The bleeding gums cant be solved with a toothbrush. Her dentist needs to scrape away all the plaque and tartar. Right now all the acid produced by her teeth are flowing onto her gums. This is how gingivitis starts. Its extremely important to get a good cleaning first.

After her cleaning her dentist will probably recommend a sonicare or similiar.
posted by damn dirty ape at 10:54 AM on November 29, 2008

Most sonicares come with a small plastic stand so you just unscrew the head after each use and put it on the stand so all the liquid can drain out properly - that keeps the head dry and stops it from getting too funky

This probably sounds like a big fuss/effort, but really it takes just a second
posted by Lanark at 11:39 AM on November 29, 2008

I use a sonicare elite. It takes a couple weeks to get used to the vibrating action. After that, it's fine. My teeth are much easier to care for now. It's not a substitute for flossing, you still have to do that.

You do have to clean out the brush by unscrewing the head every so often. From the posts above, you'd think this was the end of the world. It's really not, it takes like a minute.

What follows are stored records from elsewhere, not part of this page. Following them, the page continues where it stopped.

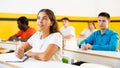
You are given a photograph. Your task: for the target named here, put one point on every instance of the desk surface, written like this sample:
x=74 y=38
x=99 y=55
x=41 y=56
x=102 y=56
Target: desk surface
x=109 y=58
x=107 y=54
x=31 y=63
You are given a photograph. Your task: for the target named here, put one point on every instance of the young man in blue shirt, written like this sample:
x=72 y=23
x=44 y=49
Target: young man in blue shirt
x=103 y=39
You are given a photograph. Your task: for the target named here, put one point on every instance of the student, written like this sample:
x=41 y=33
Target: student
x=88 y=31
x=47 y=43
x=103 y=39
x=25 y=31
x=67 y=31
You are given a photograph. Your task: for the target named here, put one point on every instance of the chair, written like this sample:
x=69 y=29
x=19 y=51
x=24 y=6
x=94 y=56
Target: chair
x=93 y=65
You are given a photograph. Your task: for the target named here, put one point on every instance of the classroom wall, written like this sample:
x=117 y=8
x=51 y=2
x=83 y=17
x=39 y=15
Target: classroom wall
x=9 y=27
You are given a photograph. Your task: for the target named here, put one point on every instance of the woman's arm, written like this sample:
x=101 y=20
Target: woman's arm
x=21 y=50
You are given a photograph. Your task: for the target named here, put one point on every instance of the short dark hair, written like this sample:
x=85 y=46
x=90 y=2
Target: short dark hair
x=51 y=15
x=105 y=14
x=23 y=20
x=65 y=18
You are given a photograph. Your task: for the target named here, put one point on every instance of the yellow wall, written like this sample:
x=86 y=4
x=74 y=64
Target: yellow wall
x=8 y=28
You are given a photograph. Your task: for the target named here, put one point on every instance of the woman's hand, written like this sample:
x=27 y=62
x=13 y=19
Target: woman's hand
x=19 y=52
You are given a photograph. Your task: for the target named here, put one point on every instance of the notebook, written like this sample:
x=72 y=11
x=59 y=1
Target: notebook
x=10 y=57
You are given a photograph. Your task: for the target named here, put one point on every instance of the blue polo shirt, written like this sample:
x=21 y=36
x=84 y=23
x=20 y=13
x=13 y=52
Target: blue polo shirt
x=107 y=41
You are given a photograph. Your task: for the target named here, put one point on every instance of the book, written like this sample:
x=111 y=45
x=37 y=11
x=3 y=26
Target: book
x=10 y=57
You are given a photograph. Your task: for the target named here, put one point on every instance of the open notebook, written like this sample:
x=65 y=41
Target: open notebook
x=10 y=57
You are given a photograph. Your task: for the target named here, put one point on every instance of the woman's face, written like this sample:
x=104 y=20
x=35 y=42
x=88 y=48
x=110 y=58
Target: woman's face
x=90 y=25
x=43 y=21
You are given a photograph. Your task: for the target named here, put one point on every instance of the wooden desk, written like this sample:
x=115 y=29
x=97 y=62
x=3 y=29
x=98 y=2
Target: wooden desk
x=10 y=45
x=101 y=57
x=33 y=63
x=7 y=65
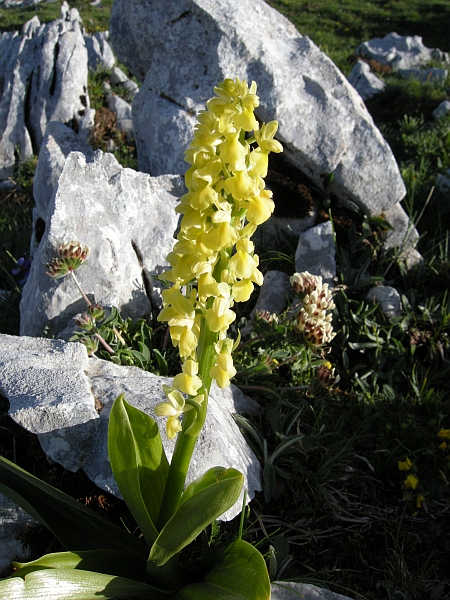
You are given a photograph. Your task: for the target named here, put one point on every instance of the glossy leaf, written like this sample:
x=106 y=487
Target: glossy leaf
x=238 y=573
x=212 y=494
x=76 y=526
x=108 y=562
x=72 y=584
x=139 y=463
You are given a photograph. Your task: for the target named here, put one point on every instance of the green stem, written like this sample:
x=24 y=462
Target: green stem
x=192 y=424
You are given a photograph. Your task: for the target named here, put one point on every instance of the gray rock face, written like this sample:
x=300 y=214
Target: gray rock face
x=288 y=590
x=119 y=78
x=43 y=78
x=316 y=253
x=13 y=523
x=100 y=54
x=404 y=236
x=122 y=109
x=108 y=208
x=58 y=143
x=424 y=75
x=56 y=391
x=183 y=49
x=400 y=52
x=162 y=130
x=367 y=84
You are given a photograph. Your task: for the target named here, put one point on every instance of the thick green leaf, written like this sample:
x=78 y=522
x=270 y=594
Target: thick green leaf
x=213 y=493
x=76 y=526
x=108 y=562
x=239 y=573
x=139 y=464
x=70 y=584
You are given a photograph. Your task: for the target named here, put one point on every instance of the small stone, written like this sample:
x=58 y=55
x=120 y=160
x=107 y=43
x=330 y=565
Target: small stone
x=424 y=75
x=404 y=236
x=118 y=77
x=316 y=252
x=367 y=84
x=400 y=52
x=388 y=298
x=56 y=391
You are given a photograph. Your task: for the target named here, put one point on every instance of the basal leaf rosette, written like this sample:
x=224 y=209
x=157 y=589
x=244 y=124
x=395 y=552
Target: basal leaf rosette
x=213 y=263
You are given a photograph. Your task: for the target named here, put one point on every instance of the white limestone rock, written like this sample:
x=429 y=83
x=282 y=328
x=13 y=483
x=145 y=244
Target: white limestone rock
x=184 y=49
x=56 y=391
x=122 y=108
x=424 y=75
x=108 y=208
x=404 y=236
x=400 y=52
x=316 y=252
x=388 y=298
x=58 y=143
x=367 y=84
x=43 y=78
x=100 y=54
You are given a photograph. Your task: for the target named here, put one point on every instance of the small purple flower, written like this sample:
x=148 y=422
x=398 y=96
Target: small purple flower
x=23 y=265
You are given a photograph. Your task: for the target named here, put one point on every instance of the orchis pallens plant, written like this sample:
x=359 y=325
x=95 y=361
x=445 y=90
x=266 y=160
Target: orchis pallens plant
x=213 y=266
x=213 y=258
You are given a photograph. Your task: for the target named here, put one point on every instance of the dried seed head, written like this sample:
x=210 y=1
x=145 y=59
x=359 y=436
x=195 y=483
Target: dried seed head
x=91 y=344
x=96 y=312
x=85 y=322
x=71 y=256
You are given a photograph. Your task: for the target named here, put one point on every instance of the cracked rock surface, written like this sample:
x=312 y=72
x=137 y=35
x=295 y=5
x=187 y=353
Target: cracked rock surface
x=57 y=392
x=113 y=211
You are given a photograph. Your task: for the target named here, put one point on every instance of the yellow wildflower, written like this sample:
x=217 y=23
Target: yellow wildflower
x=188 y=381
x=225 y=202
x=172 y=409
x=405 y=465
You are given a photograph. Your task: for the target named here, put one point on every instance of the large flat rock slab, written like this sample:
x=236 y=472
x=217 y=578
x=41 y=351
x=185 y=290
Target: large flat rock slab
x=57 y=392
x=183 y=49
x=123 y=216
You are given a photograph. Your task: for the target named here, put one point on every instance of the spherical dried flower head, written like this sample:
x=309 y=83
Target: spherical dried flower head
x=325 y=375
x=71 y=256
x=316 y=330
x=305 y=282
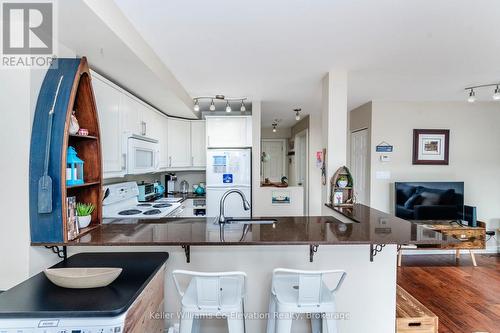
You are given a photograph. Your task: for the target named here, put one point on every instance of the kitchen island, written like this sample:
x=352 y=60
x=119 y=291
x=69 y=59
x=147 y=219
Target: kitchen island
x=360 y=240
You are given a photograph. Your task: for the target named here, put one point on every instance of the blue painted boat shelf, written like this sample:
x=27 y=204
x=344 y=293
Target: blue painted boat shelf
x=75 y=94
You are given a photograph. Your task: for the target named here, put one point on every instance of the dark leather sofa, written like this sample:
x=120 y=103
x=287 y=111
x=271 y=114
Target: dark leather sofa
x=429 y=200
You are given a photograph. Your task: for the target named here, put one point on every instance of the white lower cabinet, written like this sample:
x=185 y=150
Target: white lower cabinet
x=179 y=143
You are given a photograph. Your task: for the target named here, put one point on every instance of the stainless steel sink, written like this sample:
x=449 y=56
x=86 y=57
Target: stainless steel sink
x=250 y=221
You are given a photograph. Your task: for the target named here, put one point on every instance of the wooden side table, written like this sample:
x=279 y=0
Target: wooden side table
x=471 y=238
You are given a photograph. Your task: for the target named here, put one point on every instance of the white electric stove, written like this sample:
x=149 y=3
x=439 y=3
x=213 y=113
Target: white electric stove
x=120 y=201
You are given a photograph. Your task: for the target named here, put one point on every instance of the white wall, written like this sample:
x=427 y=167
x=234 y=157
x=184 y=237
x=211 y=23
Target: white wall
x=14 y=203
x=474 y=153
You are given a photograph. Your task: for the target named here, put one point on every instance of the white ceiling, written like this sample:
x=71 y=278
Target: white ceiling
x=278 y=51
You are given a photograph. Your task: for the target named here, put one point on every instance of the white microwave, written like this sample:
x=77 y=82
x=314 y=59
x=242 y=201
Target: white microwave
x=143 y=155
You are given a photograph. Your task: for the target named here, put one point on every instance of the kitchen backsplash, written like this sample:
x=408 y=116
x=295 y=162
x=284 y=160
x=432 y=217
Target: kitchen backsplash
x=192 y=177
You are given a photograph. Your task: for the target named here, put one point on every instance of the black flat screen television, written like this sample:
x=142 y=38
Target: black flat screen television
x=420 y=201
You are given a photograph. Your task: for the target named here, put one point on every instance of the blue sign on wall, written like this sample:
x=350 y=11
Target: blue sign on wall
x=384 y=149
x=227 y=178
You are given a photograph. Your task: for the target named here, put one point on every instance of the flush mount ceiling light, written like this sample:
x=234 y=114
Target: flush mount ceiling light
x=297 y=113
x=196 y=104
x=472 y=94
x=275 y=125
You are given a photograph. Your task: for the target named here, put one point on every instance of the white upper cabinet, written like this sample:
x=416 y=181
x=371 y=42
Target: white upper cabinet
x=228 y=132
x=108 y=109
x=130 y=115
x=179 y=143
x=198 y=145
x=164 y=157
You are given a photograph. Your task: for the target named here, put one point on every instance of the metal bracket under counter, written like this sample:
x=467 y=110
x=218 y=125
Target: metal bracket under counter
x=61 y=252
x=313 y=248
x=187 y=252
x=374 y=249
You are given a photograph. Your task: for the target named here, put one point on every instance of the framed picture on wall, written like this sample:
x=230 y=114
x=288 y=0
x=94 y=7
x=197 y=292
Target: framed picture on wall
x=431 y=146
x=280 y=197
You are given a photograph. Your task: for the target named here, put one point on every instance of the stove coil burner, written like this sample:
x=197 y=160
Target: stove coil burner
x=129 y=212
x=161 y=205
x=152 y=212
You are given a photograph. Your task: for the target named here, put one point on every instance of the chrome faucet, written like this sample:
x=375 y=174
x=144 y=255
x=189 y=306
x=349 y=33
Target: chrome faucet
x=246 y=204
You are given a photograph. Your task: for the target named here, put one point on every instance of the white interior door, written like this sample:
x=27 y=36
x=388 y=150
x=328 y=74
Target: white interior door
x=301 y=165
x=273 y=167
x=360 y=167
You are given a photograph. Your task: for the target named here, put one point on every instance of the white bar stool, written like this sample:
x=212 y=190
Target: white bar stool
x=212 y=294
x=296 y=291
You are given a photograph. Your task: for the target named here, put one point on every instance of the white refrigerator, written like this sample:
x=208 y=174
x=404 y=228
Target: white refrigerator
x=228 y=168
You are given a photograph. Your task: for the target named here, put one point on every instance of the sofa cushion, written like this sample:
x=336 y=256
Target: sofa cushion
x=404 y=192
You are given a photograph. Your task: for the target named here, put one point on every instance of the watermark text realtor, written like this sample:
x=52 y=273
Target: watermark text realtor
x=28 y=34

My hygienist recommended the Sonicare and the next time I came back she could tell I'd been using it. I could tell too; there was less calculus under the gum to scrape away and my gums didn't hurt after the cleaning. damndirtyape is correct that you have to start with a good dental cleaning; the Sonicare helps you keep the teeth clean longer, after that.
posted by ikkyu2 at 11:52 AM on November 29, 2008

I'm a big fan of Sonicare and bought a new one last year from Amazon after my old one finally died. They send me promo stuff every so often and just sent me a link where I can e-mail a $10 off coupon to friends. I don't think you can use it on Amazon but you could at Walgreens which has a Sonicare 4100 Advance on sale (starts 11/30) for 49.99. I don't know how that compares to the one you were looking at but you can metamail me with your e-mail if you're interested and I'll send it to you.
posted by stray thoughts at 4:09 PM on November 29, 2008

Previously. I'm an Oral B fan.
posted by ObscureReferenceMan at 5:02 PM on November 29, 2008

I have a Sonic Care Flexcare that I love. Previously I had an elite. All I have is anecdotal information but here it is. Mrs. Silvertree left on a trip for six weeks earlier this year and took the brush with her. After about two days I was going crazy and bought another Sonic Care because my mouth didn't feel as clean.
posted by Silvertree at 8:27 AM on November 30, 2008

Sonicare makes a difference for me if I brush gently and for the full two minutes. But what helps the most is flossing -- also gently. I prefer Dentex Easy Angle flossers because the floss is at a right angle to the handle, not in line with it -- makes it easier to control.